American classical flutist and teacher (born 1960)

Mark Sparks is a former principal flutist of the St. Louis Symphony Orchestra, and a teacher and soloist.

==Early life==
Sparks was born in 1960 and raised in Cleveland and St. Louis, where he studied with former St. Louis Symphony principal flutist Jacob Berg and former St. Louis Symphony piccoloist Jan Gippo. He graduated from the Oberlin Conservatory of Music where he studied with Robert Hugh Willoughby.

==Career==
Sparks began his career in the Canton Symphony Orchestra in Ohio and with the Caracas Symphony in Venezuela. Before his appointment to the St. Louis Symphony, Sparks served as Associate Principal Flute with the Baltimore Symphony Orchestra under David Zinman, and Principal Flute of the San Antonio Symphony and the Memphis Symphony Orchestra.

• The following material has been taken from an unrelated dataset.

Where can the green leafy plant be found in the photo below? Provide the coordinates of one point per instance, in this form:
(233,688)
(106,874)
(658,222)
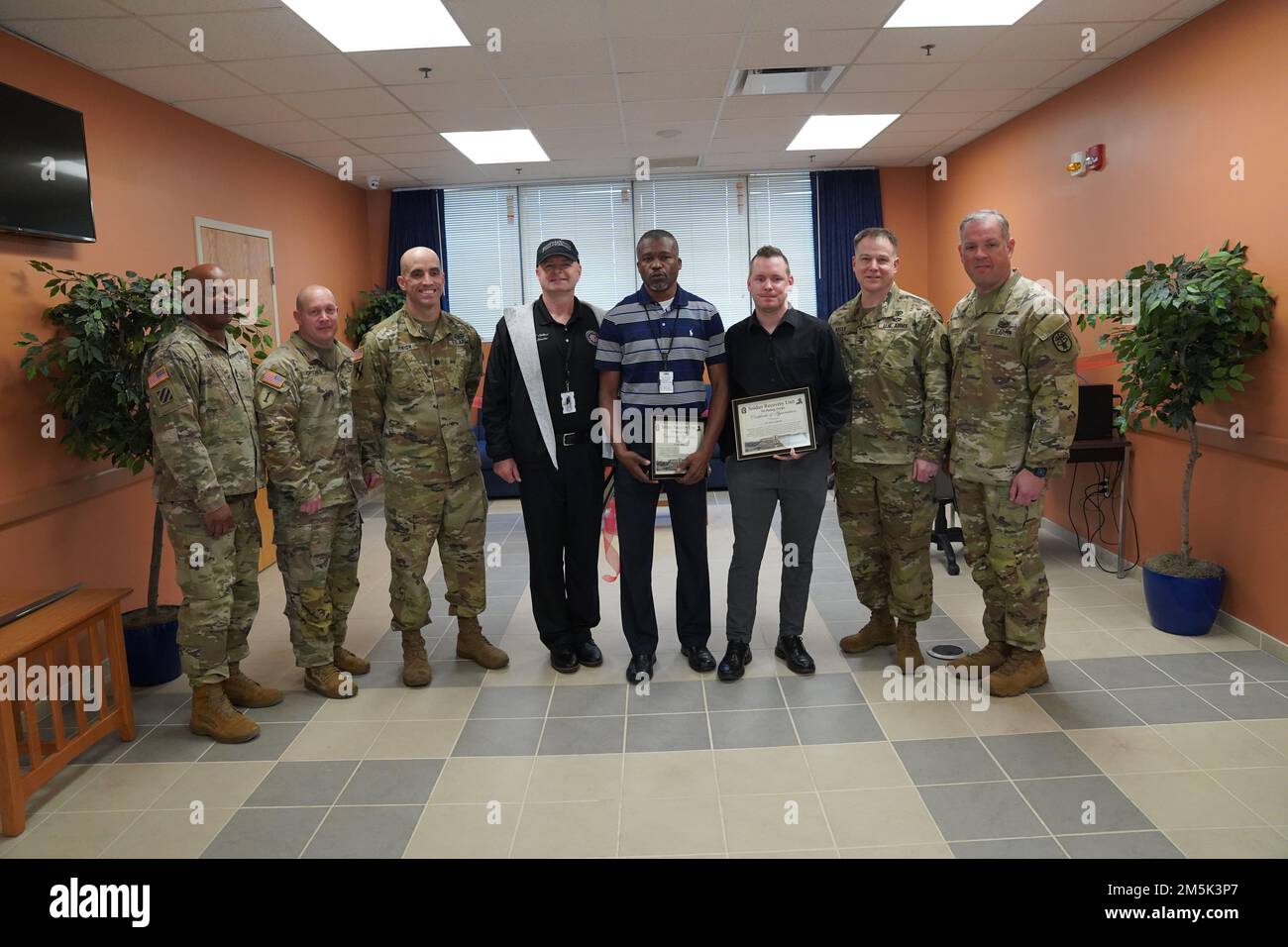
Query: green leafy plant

Sparks is also a teacher. He currently teaches at DePaul School of Music, was previously a full-time faculty member at the Peabody Institute, and maintains a private studio in St. Louis. He is an artist-faculty member at the Aspen Music Festival and School. He also teaches at Missouri's Innsbrook Institute, Flauti al Castello in Tuscany, Italy and will join the faculty of the Pacific Music Festival in Sapporo, Japan.

Sparks has recorded two solo albums collaborating with pianist Clinton Adams, appearing on the Summit and AAM labels, and one flute and piano album collaborating with pianist Peter Henderson.